Speaking at Al Sharpton’s National Action Network on Wednesday, Mr. Holder complained about his treatment in a congressional hearing at the hands of Rep. Louie Gohmert. Mr. Gohmert, Texas Republican, had chided the Justice Department for its failure to turn over documents to congressional investigators, observing that the attorney general acted like it was “not a big deal” to be held in contempt of Congress.
That irritated Mr. Holder no end. The Obama administration had made “significant strides and lasting reforms” over the past five years, Mr. Holder replied, “even in the face … of unprecedented, unwarranted, ugly adversity.”
” … What attorney general has ever had to deal with that kind of treatment?” He went on: “What president has ever had to deal with that kind of treatment?” The implication was that all criticism of the administration is racist.
Earlier presidents and their attorneys general could tell Mr.

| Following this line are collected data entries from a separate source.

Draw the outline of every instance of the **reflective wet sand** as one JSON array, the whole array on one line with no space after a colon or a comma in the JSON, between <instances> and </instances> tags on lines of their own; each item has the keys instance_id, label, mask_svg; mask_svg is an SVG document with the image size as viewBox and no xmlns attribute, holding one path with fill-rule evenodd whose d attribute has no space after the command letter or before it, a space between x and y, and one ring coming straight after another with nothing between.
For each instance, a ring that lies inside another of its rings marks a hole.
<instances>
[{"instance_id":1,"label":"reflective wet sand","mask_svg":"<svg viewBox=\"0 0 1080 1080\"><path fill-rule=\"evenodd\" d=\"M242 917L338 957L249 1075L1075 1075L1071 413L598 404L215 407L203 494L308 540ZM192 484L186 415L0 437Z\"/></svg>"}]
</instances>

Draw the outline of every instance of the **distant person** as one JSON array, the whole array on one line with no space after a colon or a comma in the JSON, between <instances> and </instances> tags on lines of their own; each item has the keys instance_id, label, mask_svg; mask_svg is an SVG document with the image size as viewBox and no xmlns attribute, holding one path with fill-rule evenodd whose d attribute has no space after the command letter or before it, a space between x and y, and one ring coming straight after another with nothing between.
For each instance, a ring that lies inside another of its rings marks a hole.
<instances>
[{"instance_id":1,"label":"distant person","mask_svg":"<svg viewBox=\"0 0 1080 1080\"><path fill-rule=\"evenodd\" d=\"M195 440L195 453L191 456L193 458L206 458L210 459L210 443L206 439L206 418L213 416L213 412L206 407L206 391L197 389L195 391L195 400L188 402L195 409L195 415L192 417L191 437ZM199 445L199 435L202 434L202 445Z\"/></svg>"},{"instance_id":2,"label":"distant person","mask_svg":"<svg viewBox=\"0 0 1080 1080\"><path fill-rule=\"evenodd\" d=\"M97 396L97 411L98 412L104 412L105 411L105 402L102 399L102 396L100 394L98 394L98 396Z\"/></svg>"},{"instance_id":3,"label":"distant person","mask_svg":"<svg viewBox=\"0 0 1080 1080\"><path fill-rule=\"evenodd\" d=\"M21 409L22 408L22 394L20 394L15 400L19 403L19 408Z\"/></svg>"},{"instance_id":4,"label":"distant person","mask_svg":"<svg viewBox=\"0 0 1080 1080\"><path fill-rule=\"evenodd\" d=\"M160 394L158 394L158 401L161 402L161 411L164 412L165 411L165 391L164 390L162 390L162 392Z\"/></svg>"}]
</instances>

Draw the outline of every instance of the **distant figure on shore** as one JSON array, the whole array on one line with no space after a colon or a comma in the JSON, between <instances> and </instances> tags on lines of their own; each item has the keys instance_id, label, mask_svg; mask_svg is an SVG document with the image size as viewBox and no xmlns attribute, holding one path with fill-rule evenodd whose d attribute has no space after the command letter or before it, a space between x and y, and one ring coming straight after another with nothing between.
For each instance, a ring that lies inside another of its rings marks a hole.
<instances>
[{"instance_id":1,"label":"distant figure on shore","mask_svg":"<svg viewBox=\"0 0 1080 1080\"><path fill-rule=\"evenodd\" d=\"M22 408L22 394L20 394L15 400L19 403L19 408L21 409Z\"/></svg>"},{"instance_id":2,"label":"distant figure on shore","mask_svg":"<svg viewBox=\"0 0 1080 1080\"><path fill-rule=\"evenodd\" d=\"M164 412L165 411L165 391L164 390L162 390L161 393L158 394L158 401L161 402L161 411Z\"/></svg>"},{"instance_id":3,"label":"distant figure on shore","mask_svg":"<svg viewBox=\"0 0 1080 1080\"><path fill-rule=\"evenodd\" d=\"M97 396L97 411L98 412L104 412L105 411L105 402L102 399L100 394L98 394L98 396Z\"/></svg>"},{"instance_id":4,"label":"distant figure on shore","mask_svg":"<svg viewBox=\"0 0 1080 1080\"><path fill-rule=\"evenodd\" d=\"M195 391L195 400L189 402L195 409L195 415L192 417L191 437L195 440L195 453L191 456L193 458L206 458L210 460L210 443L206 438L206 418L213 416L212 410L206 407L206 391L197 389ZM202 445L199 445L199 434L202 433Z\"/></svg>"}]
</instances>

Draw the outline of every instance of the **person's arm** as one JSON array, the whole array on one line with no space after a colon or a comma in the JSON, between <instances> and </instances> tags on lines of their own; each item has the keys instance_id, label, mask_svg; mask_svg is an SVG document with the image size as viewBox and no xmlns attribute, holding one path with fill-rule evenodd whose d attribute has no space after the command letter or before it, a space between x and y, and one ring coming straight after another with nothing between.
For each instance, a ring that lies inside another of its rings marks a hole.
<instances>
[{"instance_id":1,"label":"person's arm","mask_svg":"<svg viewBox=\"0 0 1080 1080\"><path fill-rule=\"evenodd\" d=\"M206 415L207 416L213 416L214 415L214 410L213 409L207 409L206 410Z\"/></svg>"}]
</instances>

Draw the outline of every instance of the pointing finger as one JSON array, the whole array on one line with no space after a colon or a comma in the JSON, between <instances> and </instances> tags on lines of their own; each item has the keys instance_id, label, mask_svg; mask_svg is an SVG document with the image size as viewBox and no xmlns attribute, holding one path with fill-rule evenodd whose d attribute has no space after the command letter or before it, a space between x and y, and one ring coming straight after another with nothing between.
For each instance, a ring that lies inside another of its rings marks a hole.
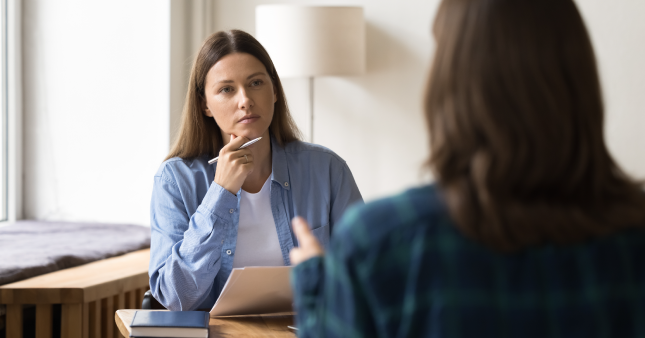
<instances>
[{"instance_id":1,"label":"pointing finger","mask_svg":"<svg viewBox=\"0 0 645 338\"><path fill-rule=\"evenodd\" d=\"M294 265L300 264L312 257L323 256L325 250L318 243L318 239L309 229L307 221L302 217L295 217L292 221L293 232L298 238L298 247L291 249L289 257Z\"/></svg>"},{"instance_id":2,"label":"pointing finger","mask_svg":"<svg viewBox=\"0 0 645 338\"><path fill-rule=\"evenodd\" d=\"M316 238L311 234L309 225L304 218L299 216L295 217L291 221L291 226L293 228L293 232L296 234L296 238L298 238L300 246L307 245L316 240Z\"/></svg>"}]
</instances>

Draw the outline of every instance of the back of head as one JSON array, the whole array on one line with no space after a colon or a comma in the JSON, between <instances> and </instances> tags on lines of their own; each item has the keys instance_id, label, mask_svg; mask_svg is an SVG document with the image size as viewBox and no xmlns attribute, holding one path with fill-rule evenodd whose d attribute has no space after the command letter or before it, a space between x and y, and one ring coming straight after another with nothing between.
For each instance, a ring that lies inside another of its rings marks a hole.
<instances>
[{"instance_id":1,"label":"back of head","mask_svg":"<svg viewBox=\"0 0 645 338\"><path fill-rule=\"evenodd\" d=\"M645 225L572 0L444 0L434 34L430 165L463 233L513 251Z\"/></svg>"}]
</instances>

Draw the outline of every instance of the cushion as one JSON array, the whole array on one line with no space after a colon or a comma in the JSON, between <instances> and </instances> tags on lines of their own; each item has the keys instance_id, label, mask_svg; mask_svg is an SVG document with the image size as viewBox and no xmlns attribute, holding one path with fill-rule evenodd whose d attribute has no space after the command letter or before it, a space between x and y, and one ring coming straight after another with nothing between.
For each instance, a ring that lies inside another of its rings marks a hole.
<instances>
[{"instance_id":1,"label":"cushion","mask_svg":"<svg viewBox=\"0 0 645 338\"><path fill-rule=\"evenodd\" d=\"M149 247L140 225L18 221L0 227L0 285Z\"/></svg>"}]
</instances>

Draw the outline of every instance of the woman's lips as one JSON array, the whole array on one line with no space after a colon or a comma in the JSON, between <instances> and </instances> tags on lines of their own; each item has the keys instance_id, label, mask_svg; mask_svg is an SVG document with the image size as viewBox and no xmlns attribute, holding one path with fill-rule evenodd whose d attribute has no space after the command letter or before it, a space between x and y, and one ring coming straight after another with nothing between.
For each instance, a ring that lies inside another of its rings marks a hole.
<instances>
[{"instance_id":1,"label":"woman's lips","mask_svg":"<svg viewBox=\"0 0 645 338\"><path fill-rule=\"evenodd\" d=\"M249 116L243 117L241 120L237 121L237 123L253 123L257 121L257 119L259 118L260 117L257 115L249 115Z\"/></svg>"}]
</instances>

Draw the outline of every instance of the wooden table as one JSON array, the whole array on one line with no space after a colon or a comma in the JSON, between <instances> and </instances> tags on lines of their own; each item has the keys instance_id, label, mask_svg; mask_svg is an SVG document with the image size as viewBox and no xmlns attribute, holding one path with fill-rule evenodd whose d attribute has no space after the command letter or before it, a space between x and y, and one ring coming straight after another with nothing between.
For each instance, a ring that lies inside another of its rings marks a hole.
<instances>
[{"instance_id":1,"label":"wooden table","mask_svg":"<svg viewBox=\"0 0 645 338\"><path fill-rule=\"evenodd\" d=\"M103 259L0 286L7 337L22 337L22 307L36 305L36 337L52 336L52 305L61 304L61 337L119 337L118 309L141 306L148 289L150 250Z\"/></svg>"},{"instance_id":2,"label":"wooden table","mask_svg":"<svg viewBox=\"0 0 645 338\"><path fill-rule=\"evenodd\" d=\"M116 326L125 337L130 336L130 323L135 311L165 310L118 310L114 314ZM275 315L235 316L211 318L209 338L217 337L274 337L294 338L295 333L287 326L293 325L291 313Z\"/></svg>"}]
</instances>

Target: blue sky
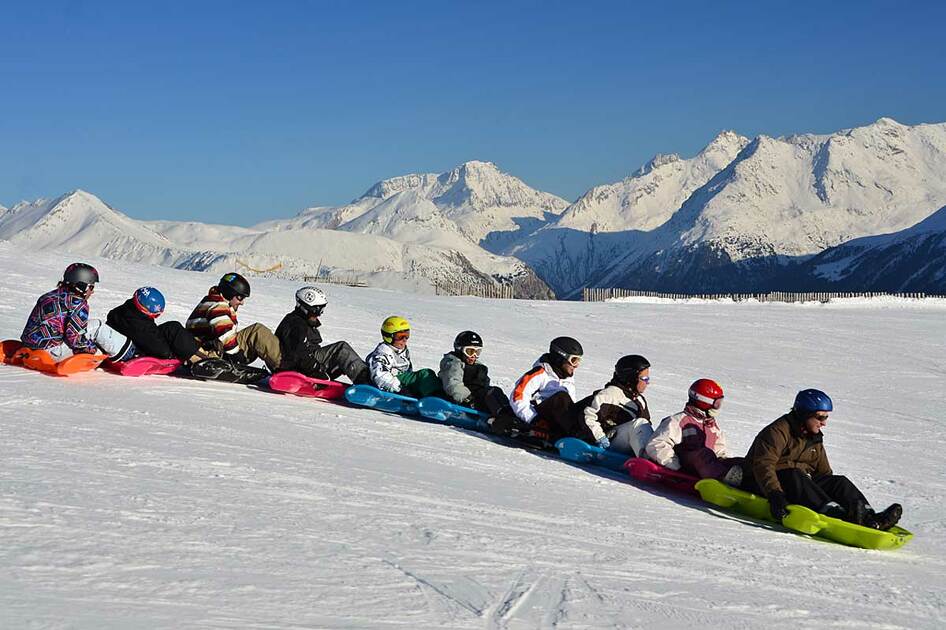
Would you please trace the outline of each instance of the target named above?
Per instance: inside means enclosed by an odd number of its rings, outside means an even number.
[[[248,225],[471,159],[572,200],[723,129],[946,121],[946,3],[134,4],[0,7],[3,205]]]

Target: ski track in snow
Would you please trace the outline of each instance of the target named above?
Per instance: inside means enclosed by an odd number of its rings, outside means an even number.
[[[0,244],[0,334],[65,256]],[[93,261],[93,315],[157,284],[183,319],[214,278]],[[294,285],[254,282],[241,322]],[[329,287],[323,333],[362,353],[404,312],[418,366],[483,332],[508,388],[551,334],[654,363],[657,419],[726,388],[734,451],[801,387],[837,410],[836,470],[916,534],[894,552],[789,534],[484,436],[219,383],[0,366],[0,627],[938,628],[946,622],[942,309],[502,302]],[[707,331],[712,330],[710,341]],[[814,341],[813,341],[814,340]],[[712,367],[712,369],[707,369]]]

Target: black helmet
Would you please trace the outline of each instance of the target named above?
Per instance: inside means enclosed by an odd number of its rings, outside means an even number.
[[[250,297],[250,283],[238,273],[228,273],[220,278],[220,282],[217,283],[217,290],[220,291],[220,295],[228,300],[232,300],[238,295],[244,298]]]
[[[614,376],[611,380],[620,385],[636,389],[640,373],[650,367],[650,361],[639,354],[627,354],[614,364]]]
[[[453,340],[453,349],[459,352],[463,348],[482,348],[483,338],[472,330],[464,330]]]
[[[549,354],[565,361],[570,356],[580,357],[585,353],[577,339],[571,337],[556,337],[549,344]]]
[[[99,272],[92,265],[72,263],[62,273],[62,283],[68,288],[85,293],[88,288],[99,281]]]

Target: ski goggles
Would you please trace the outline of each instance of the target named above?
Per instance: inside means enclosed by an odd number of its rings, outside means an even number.
[[[463,354],[472,359],[483,354],[483,348],[482,346],[463,346]]]
[[[828,421],[828,414],[826,413],[816,413],[811,417],[821,423],[825,423]]]
[[[723,406],[723,396],[720,396],[719,398],[710,398],[709,396],[704,396],[691,391],[690,398],[693,400],[698,400],[704,405],[709,405],[711,409],[719,409]]]
[[[569,364],[572,367],[578,367],[581,365],[581,355],[580,354],[569,354],[565,357],[565,363]]]
[[[306,306],[305,312],[311,315],[312,317],[319,317],[322,314],[322,311],[325,310],[324,304],[319,304],[318,306]]]
[[[638,376],[637,380],[639,380],[641,383],[650,383],[649,376]]]
[[[404,341],[411,338],[411,331],[401,330],[391,335],[391,341]]]
[[[94,282],[73,282],[72,286],[79,293],[91,293],[95,290]]]

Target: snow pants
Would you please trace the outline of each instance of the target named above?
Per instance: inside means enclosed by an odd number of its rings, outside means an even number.
[[[654,425],[650,423],[650,420],[635,418],[630,422],[619,424],[614,429],[609,450],[640,457],[653,434]]]
[[[858,501],[867,499],[847,477],[822,475],[809,477],[797,468],[786,468],[775,473],[789,503],[804,505],[816,512],[846,518],[854,512]],[[743,487],[750,492],[761,492],[752,475],[746,475]]]
[[[472,407],[477,411],[498,416],[509,407],[509,396],[500,388],[494,386],[480,387],[470,392],[473,398]]]
[[[438,396],[443,394],[443,385],[440,377],[430,368],[414,370],[413,372],[401,372],[397,376],[401,383],[399,393],[405,396],[414,396],[423,398],[425,396]]]
[[[158,326],[158,334],[167,342],[174,358],[180,359],[181,361],[188,361],[197,354],[199,349],[197,347],[197,340],[194,339],[194,335],[192,335],[189,330],[184,328],[181,322],[164,322]],[[158,358],[169,359],[171,357]]]
[[[282,361],[282,350],[279,339],[266,326],[250,324],[241,328],[236,334],[237,345],[246,356],[246,364],[250,365],[256,359],[262,359],[270,372],[275,371]]]
[[[355,385],[371,383],[368,366],[347,341],[316,348],[301,362],[300,372],[321,379],[336,379],[344,374]]]
[[[131,339],[121,334],[101,319],[90,319],[86,325],[86,337],[95,342],[99,349],[112,361],[127,361],[135,356],[135,345]],[[69,346],[62,343],[46,348],[46,352],[58,363],[75,354]]]
[[[575,401],[568,392],[552,394],[535,406],[538,416],[532,424],[542,421],[548,425],[549,441],[553,443],[559,438],[576,435],[584,427],[578,426],[576,421],[578,414],[575,413],[574,407]]]
[[[713,449],[705,446],[697,449],[677,449],[680,471],[700,479],[722,479],[729,469],[745,460],[742,457],[719,458]]]

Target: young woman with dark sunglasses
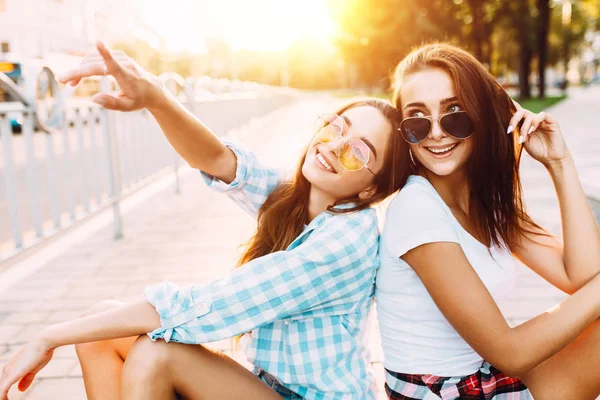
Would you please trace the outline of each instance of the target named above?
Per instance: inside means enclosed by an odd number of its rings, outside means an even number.
[[[394,103],[413,175],[388,208],[377,275],[389,398],[595,399],[600,232],[558,123],[445,44],[400,62]],[[552,178],[564,244],[524,210],[522,149]],[[571,296],[511,327],[496,301],[517,260]]]
[[[284,182],[241,144],[213,135],[127,56],[98,50],[62,81],[113,75],[122,93],[94,100],[148,108],[183,158],[257,216],[258,228],[229,276],[161,283],[138,302],[103,303],[44,329],[5,365],[0,400],[17,382],[29,387],[67,344],[78,344],[89,399],[375,399],[363,342],[379,266],[370,206],[408,176],[397,110],[365,100],[319,117],[295,178]],[[199,345],[246,332],[254,373]]]

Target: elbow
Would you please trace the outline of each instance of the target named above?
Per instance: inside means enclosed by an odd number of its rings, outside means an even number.
[[[500,346],[495,357],[488,359],[490,364],[511,378],[521,379],[535,367],[526,349],[518,343]]]
[[[523,363],[515,361],[501,362],[498,365],[494,365],[494,367],[502,371],[504,375],[516,379],[522,379],[523,375],[530,370],[530,368],[526,367]]]
[[[567,270],[567,282],[561,285],[559,289],[568,295],[573,295],[598,275],[600,275],[600,272],[596,271],[585,274],[569,274]]]

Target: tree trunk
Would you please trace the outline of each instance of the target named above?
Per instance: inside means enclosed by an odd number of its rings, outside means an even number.
[[[546,64],[548,63],[548,30],[550,28],[550,0],[537,0],[538,8],[538,97],[546,96]]]
[[[532,51],[529,43],[528,17],[527,0],[520,0],[517,13],[517,31],[519,35],[519,98],[521,100],[531,98],[529,74],[531,72]]]
[[[483,10],[484,0],[468,0],[473,22],[471,24],[471,39],[473,40],[473,53],[479,61],[483,61],[483,42],[485,15]]]

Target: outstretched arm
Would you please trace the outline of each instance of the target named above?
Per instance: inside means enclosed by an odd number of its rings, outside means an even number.
[[[109,110],[136,111],[147,108],[173,148],[193,167],[219,180],[235,179],[236,158],[200,120],[181,105],[160,80],[145,71],[124,53],[113,54],[98,43],[98,52],[60,77],[76,84],[91,76],[112,75],[121,89],[116,96],[97,94],[93,101]]]
[[[54,349],[68,344],[143,335],[160,326],[160,317],[147,300],[51,325],[11,358],[0,375],[0,400],[8,400],[11,386],[25,391],[35,375],[50,362]]]

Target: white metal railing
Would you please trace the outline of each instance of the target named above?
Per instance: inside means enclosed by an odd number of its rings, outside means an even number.
[[[220,134],[294,94],[205,77],[161,78]],[[101,91],[110,91],[111,85],[112,78],[102,78]],[[113,210],[114,237],[120,238],[123,198],[168,173],[175,174],[175,190],[180,190],[183,161],[146,110],[118,113],[89,100],[67,103],[58,85],[46,89],[53,91],[52,98],[42,90],[38,104],[0,108],[0,179],[5,182],[0,189],[0,262],[106,208]],[[12,134],[15,115],[20,136]]]

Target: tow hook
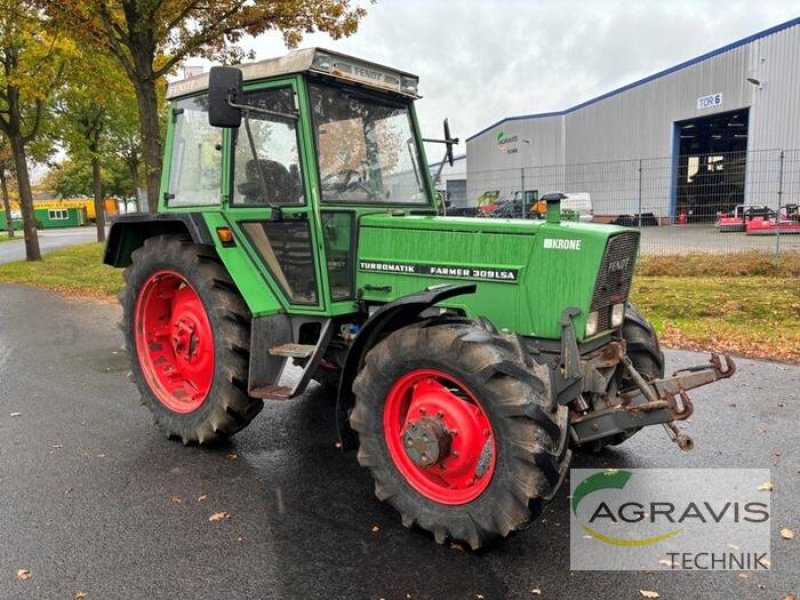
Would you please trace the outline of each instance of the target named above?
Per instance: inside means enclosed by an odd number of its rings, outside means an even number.
[[[686,451],[694,448],[694,440],[678,429],[674,421],[688,419],[694,412],[692,399],[687,392],[720,379],[728,379],[736,372],[736,363],[730,356],[712,353],[708,364],[681,369],[675,371],[672,377],[648,383],[633,367],[630,358],[626,356],[622,362],[628,375],[639,388],[632,397],[629,396],[623,401],[625,410],[648,412],[667,409],[672,418],[663,423],[664,430],[669,438],[678,445],[678,448]],[[639,394],[644,396],[646,401],[634,403],[633,401],[639,397]]]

Holder a lot about “unprecedented and unwarranted adversity.” Critics on the left were so outraged by George W. Bush that the term “Bush Derangement Syndrome” was coined to describe their hysteria. Democrats gave “that kind of treatment” to Bush administration Attorney General Alberto Gonzales. Sen. Harry Reid demanded Mr. Gonzales’ resignation when he fired eight U.S. attorneys in 2006. Many of those same Democrats had stood by silently in 1993 while President Clinton’s attorney general, Janet Reno, fired 93 U.S. attorneys at one fell swoop. Mr. Bush didn’t accuse Mr. Reid of racism because his attorney general was a Hispanic. Several towns in liberal Vermont threatened to arrest Mr. Bush and Dick Cheney for “crimes against our Constitution.”
On what should have been a festive occasion Tuesday, baseball great Hank Aaron sullied the 40th anniversary of his breaking of Babe Ruth’s career home-run record with racial politics. Now 80, the Atlanta Braves slugger conceded that race relations had improved since the days when a few baseball bigots didn’t want to see a black man eclipse the Babe — but in Mr. Aaron’s view, the times hadn’t improved much. Mr. Aaron likened Republican opponents of the president to Klansmen, except “back then they had hoods. Now they have neckties and starched shirts.”
“Sure this country has a black president,” Mr. Aaron told USA Today, “but … President Obama is left with his foot stuck in the mud from all the Republicans with the way he’s treated.” Mr. Aaron should read a little history. All presidents get roughed up from time to time. It’s as American as a grand slam home run.
Hammerin’ Hank’s homers were legitimate and free of steroids. His record-breaking achievement is respected by all, even if it’s politically incorrect (racist?) to point out that he had 3,965 more at-bats than the Babe. Hank Aaron’s respect was earned, and that’s a lesson lost on the president and his attorney general.